I was pretty sure he was trying to distract me, and it was a welcome distraction. I was ninety percent sure my family wouldn’t have a problem with me being bi or with my relationship with Nathan. Actually, I thought they would love him. But that ten percent was scary. I loved my family, and I didn’t want to lose them.
“Stop worrying over there. You’ll always have me and Cindy, no matter what. But I believe in mom and dad. They won’t let you down.”
“Nathan’s family kicked him out when he came out.”
“I gathered that from what he said. That happens more often than people think. A high percentage of homeless youth identify as LGBTQIA. We see it all the time.”
“Well, he was one of the lucky ones and had a place to go. I don’t understand it. What do these parents think a fifteen-year-old is going to do out on the streets?”
“You can’t imagine what some of these kids do to survive. This shelter project is going to be great for the city,” Tony said as we pulled into the driveway at our parent’s house.
As we walked into the house, I took it all in. The school pictures that lined the wall. The door frame where dad marked our height as we grew. I could hear mom and dad talking from the back of the house, and it was like I stepped back in time. This house held my childhood. A good childhood, a great one even. I hoped I wasn’t about to taint all those memories with a really bad coming out.

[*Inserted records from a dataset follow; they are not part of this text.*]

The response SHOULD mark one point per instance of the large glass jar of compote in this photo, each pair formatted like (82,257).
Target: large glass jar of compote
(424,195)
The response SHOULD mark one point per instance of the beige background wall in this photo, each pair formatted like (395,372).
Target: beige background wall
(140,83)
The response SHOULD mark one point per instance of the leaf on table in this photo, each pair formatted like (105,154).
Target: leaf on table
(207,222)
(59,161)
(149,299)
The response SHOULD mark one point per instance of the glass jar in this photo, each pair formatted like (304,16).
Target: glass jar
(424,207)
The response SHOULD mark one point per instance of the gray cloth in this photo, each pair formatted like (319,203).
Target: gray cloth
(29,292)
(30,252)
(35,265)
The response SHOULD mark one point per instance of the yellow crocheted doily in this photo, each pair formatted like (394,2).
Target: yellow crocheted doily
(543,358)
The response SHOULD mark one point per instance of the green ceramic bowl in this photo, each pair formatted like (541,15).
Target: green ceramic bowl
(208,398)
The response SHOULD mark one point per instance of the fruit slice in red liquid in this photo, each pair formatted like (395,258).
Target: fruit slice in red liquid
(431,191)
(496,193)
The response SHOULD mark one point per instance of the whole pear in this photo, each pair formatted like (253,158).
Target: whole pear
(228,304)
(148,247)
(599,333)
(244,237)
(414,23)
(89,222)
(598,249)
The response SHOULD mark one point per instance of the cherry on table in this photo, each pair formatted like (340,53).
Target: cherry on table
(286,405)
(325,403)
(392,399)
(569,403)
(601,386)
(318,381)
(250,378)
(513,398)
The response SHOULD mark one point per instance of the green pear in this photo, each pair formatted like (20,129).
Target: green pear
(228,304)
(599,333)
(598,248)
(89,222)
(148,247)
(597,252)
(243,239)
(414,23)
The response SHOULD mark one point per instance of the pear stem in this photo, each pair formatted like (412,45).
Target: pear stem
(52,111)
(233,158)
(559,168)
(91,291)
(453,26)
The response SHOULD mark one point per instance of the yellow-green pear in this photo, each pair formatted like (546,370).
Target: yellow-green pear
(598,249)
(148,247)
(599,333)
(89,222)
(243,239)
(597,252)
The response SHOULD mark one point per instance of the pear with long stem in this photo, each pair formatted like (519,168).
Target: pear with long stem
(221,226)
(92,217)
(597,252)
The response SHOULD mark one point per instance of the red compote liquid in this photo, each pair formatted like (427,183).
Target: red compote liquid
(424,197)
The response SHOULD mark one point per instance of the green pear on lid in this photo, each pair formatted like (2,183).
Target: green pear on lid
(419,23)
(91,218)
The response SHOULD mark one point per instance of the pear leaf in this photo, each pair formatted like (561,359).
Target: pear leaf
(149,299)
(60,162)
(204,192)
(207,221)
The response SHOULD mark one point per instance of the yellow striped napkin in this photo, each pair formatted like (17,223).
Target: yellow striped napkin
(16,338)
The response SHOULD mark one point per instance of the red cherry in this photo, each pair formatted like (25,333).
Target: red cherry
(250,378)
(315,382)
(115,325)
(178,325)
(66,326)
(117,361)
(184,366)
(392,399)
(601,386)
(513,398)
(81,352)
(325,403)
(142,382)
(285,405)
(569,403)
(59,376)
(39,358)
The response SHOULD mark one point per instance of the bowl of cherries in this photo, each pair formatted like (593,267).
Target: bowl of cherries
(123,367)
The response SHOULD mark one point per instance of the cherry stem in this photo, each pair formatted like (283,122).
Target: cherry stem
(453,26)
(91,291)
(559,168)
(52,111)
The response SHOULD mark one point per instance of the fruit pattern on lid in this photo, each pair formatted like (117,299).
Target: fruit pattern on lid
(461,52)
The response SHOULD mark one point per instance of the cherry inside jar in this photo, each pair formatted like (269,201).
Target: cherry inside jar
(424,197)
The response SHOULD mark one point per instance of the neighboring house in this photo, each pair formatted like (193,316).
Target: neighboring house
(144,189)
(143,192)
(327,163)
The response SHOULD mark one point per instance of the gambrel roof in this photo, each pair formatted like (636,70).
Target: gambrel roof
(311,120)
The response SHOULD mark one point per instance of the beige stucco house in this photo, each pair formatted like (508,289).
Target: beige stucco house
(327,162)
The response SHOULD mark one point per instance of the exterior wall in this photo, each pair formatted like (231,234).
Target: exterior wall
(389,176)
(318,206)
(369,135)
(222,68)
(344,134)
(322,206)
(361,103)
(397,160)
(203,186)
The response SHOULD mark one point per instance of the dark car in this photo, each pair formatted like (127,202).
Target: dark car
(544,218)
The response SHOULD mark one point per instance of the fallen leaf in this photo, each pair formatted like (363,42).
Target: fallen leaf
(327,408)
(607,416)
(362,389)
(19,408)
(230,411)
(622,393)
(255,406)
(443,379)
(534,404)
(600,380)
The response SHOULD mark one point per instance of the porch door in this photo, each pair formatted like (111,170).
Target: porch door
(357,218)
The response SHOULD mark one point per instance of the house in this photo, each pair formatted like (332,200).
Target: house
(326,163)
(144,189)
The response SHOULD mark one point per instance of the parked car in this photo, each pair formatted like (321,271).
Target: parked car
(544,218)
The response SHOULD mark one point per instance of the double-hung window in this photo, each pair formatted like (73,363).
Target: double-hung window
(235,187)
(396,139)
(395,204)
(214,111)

I paused in the living room doorway and watched my parents. They were watching some B-rated natural disaster movie and arguing about the probability of said disaster. They did this all the time and somehow never got tired of it. After thirty-five years of marriage, they loved each other as much today as they did back then. Mom said they were young and stupid and grew up together. Dad said he knew the first time he saw her she was his. Either way, what they had is what I wanted. What I believed I could have with Nathan.
I cleared my throat to let them know we were there. My mom looked over at us and smiled so big it was easy to see she was glad to see us. All I could think was, please don’t let this be the last time she’s this happy to see me. I smiled back, and I thought it was convincing, but my dad was looking at me like he could tell something was wrong.
“Hey, boys, you’re just in time to see them deploy a nuclear missile and save California from a giant earthquake,” she said while giggling.